In his book, the How-To Guide for Generations at Work, author and workflow and productivity expert, Robby Slaughter, explains the various groups, and what makes them tick.
Those born before World War II are defined as the generation who grew up in the era of the Great Depression. In his book, Slaughter refers to a 1951 Time magazine cover article that characterizes them: “The most startling fact about the younger generation is its silence… It does not issue manifestos, make speeches or carry posters. It has been called, The Silent Generation.”
This Silent Generation, Slaughter writes, is a group who grew up in a life dominated by scarcity. “For the Silent Generation, work is not just about what you produce, but also about your humility, your devotion, and your consistency during working hours.”
The Baby Boomers, on the other hand, those born between 1946 and 1965, are known as the group who grew up in a world of abundance.
“Between 1945 and 1964, 76 million American children were born,” Slaughter notes. “They came of age in a rapidly changing world, with shifting values and rapid advances in communication.” He calls this group, “a competitive, but compassionate generation.”
“They are highly social at the office and stress loyalty in relationships,” Slaughter cites. “For Boomers, success at work is best measured through leadership and authority.”
The third generation in the work place, those born between 1966 and 1980, are known as Generation-Xers. Slaughter says Robert Capa was the first to coin the phrase; however, it was not popularized until years later.
“This is a generation raised on inclusion and seeking consensus, one which believed technology had the power not just to make nations stronger, but to make the world smaller,” Slaughter notes. He describes Generation-Xers as, “The generation of choice, where anyone could pursue any career regardless of their gender, and anyone could choose family, career, or both—as they desired.”
Millennials are the youngest generation in the labor force today. They were born near the turn-of-the-century, from 1981-2000.
This generation saw women in the Supreme Court, in the space program, who ran for significant positions in political office, and as Slaughter cites, “By 1986, half of all college graduates were women.” More importantly, he suggests, “The most significant changes in the time were those in technology.”
Twenty-somethings grew up with online tools for social exploration—access to email and instant messaging. Slaughter recounts that in Millennials Rising: The Next Great Generation, authors Strauss and Howe write, “The Millennial Generation will entirely recast the image of youth from downbeat and alienated to upbeat and engaged—with potentially seismic consequences for America.”
Slaughter notes, even more importantly, “This is a generation of fearless entrepreneurs.

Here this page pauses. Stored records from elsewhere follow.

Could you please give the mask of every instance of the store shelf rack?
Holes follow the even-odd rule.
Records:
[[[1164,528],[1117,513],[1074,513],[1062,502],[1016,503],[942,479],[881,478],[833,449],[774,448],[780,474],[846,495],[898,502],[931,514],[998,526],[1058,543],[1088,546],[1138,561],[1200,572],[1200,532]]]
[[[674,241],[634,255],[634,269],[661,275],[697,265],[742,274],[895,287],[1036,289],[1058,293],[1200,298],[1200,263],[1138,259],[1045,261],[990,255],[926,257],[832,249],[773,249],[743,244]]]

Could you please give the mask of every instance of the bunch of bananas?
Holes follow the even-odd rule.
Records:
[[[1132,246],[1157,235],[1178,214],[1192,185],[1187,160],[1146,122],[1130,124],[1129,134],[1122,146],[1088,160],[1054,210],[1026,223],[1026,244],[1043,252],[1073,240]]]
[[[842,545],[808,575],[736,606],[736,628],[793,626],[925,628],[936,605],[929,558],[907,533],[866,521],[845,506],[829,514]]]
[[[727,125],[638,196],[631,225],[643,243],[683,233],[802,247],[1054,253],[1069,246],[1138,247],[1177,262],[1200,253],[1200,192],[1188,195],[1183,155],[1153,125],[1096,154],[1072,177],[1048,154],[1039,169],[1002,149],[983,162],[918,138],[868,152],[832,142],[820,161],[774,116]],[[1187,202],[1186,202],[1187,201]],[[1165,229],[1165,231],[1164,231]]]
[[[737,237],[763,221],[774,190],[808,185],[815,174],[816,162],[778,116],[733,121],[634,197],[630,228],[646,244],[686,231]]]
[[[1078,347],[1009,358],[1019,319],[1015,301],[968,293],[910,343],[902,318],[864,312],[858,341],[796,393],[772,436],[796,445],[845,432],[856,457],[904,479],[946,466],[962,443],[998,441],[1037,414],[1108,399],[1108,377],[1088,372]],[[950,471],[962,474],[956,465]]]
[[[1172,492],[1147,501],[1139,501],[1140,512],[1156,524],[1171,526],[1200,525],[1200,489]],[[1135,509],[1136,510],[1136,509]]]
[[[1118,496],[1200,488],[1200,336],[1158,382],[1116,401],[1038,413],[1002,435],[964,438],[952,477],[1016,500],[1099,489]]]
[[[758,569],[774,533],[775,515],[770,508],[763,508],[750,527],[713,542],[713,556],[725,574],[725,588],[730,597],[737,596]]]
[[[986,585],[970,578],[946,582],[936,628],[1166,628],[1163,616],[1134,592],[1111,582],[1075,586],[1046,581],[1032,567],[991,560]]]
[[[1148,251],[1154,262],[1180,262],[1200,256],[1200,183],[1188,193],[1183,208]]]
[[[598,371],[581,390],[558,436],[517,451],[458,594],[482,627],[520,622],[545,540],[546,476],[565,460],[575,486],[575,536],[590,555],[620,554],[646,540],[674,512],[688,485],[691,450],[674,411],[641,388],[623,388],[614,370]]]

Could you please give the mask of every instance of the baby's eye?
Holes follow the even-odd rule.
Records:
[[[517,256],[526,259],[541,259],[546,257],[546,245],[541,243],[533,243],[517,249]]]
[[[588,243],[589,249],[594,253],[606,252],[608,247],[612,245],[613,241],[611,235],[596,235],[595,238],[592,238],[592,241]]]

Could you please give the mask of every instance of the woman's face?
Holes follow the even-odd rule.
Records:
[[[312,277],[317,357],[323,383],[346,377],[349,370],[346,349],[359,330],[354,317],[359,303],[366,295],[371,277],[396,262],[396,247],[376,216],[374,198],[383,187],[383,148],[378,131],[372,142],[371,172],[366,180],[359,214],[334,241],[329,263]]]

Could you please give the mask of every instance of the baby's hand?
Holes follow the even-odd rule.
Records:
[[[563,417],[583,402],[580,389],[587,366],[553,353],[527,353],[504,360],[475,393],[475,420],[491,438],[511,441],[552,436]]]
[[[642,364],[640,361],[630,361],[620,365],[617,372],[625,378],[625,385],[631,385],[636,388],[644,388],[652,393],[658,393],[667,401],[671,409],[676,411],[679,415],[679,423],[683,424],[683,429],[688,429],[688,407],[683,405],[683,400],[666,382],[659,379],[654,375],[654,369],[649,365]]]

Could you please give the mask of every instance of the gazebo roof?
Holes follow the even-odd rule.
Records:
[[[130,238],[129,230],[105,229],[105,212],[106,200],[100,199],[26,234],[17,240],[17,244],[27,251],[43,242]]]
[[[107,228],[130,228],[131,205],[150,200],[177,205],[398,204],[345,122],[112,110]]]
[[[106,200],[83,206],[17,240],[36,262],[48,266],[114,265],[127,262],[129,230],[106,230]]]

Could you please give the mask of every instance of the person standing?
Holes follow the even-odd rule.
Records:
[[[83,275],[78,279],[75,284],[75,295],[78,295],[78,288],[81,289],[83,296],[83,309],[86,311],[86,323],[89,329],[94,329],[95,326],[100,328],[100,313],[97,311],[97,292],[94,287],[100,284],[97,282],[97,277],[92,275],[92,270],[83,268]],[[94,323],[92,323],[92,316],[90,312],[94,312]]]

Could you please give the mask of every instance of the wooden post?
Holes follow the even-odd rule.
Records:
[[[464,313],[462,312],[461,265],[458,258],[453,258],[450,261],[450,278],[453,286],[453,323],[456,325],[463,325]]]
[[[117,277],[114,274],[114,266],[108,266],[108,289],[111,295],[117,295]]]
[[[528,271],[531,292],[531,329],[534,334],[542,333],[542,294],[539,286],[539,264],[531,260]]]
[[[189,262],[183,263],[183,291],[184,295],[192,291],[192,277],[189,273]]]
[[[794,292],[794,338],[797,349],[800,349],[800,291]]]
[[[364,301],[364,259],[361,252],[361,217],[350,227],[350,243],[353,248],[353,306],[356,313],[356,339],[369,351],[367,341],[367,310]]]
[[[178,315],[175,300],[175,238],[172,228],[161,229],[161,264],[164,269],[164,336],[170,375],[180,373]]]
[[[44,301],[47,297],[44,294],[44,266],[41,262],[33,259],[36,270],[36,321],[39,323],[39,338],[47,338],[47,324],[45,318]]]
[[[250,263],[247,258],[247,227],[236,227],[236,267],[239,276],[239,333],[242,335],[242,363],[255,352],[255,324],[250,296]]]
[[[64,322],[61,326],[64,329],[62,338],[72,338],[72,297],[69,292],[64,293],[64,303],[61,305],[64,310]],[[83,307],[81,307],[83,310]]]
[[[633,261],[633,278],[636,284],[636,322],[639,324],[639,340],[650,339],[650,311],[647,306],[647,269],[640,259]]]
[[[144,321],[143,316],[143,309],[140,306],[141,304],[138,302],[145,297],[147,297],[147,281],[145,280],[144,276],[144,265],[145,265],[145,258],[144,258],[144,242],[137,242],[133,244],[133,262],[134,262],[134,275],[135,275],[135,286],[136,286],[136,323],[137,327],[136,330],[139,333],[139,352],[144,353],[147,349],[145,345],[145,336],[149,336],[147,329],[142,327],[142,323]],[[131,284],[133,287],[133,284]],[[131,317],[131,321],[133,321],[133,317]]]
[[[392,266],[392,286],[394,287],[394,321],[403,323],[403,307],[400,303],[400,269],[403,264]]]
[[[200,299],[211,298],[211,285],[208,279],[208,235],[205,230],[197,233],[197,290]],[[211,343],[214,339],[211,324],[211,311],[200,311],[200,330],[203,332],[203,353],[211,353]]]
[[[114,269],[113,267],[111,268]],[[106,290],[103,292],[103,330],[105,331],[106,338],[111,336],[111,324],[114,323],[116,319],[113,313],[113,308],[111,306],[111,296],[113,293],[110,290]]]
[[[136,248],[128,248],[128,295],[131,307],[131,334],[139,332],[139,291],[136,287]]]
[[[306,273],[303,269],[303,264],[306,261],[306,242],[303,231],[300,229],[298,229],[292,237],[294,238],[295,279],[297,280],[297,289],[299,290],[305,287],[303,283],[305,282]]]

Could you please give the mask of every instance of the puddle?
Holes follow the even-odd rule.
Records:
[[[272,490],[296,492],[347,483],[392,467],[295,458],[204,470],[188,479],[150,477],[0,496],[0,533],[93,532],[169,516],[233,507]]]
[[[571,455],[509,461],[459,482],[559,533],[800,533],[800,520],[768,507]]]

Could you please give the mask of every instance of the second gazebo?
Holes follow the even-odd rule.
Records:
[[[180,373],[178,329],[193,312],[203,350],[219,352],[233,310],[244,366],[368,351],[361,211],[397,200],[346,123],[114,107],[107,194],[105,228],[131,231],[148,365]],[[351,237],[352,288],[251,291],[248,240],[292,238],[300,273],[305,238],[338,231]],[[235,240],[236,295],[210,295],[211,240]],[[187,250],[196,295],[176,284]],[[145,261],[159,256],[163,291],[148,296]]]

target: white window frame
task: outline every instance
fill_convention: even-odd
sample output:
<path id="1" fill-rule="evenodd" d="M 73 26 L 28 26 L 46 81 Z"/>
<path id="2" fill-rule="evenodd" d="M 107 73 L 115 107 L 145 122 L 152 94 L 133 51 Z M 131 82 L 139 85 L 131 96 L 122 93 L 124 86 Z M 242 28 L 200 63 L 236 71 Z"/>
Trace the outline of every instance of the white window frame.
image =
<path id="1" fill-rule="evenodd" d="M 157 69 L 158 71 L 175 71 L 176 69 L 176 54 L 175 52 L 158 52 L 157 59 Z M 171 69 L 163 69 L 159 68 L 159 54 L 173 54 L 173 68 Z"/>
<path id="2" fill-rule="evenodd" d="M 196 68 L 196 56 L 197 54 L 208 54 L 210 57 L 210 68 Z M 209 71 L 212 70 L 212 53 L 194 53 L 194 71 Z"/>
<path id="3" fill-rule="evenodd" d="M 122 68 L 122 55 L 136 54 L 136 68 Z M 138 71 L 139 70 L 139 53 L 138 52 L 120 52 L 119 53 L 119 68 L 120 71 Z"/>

In 2010—the year that the average Millennial reached age 20—the number of new businesses created reached a 14-year high.”
The question then, as Slaughter poses in his book, with the differences identified—how can we work together to affect outcomes and productivity?
“It’s not how we’re different that matters—it’s how we choose to engage each other,” he notes.
By studying and learning about generational differences we can predict how workers are likely to feel and think. We can extend this insight beyond that, Slaughter shares, by forecasting how clients and customers may react as well. In his book, he’s developed a rubric to use as a guide.
Slaughter notes that by understanding this diversity, we enable progress in the workplace by knowing each one’s purpose and motivation. The goal then, he suggests, “is not total harmony”; instead, he offers, “We can focus on what really matters: how we work, and what we value.”
“Understanding another generation means understanding their process for working.”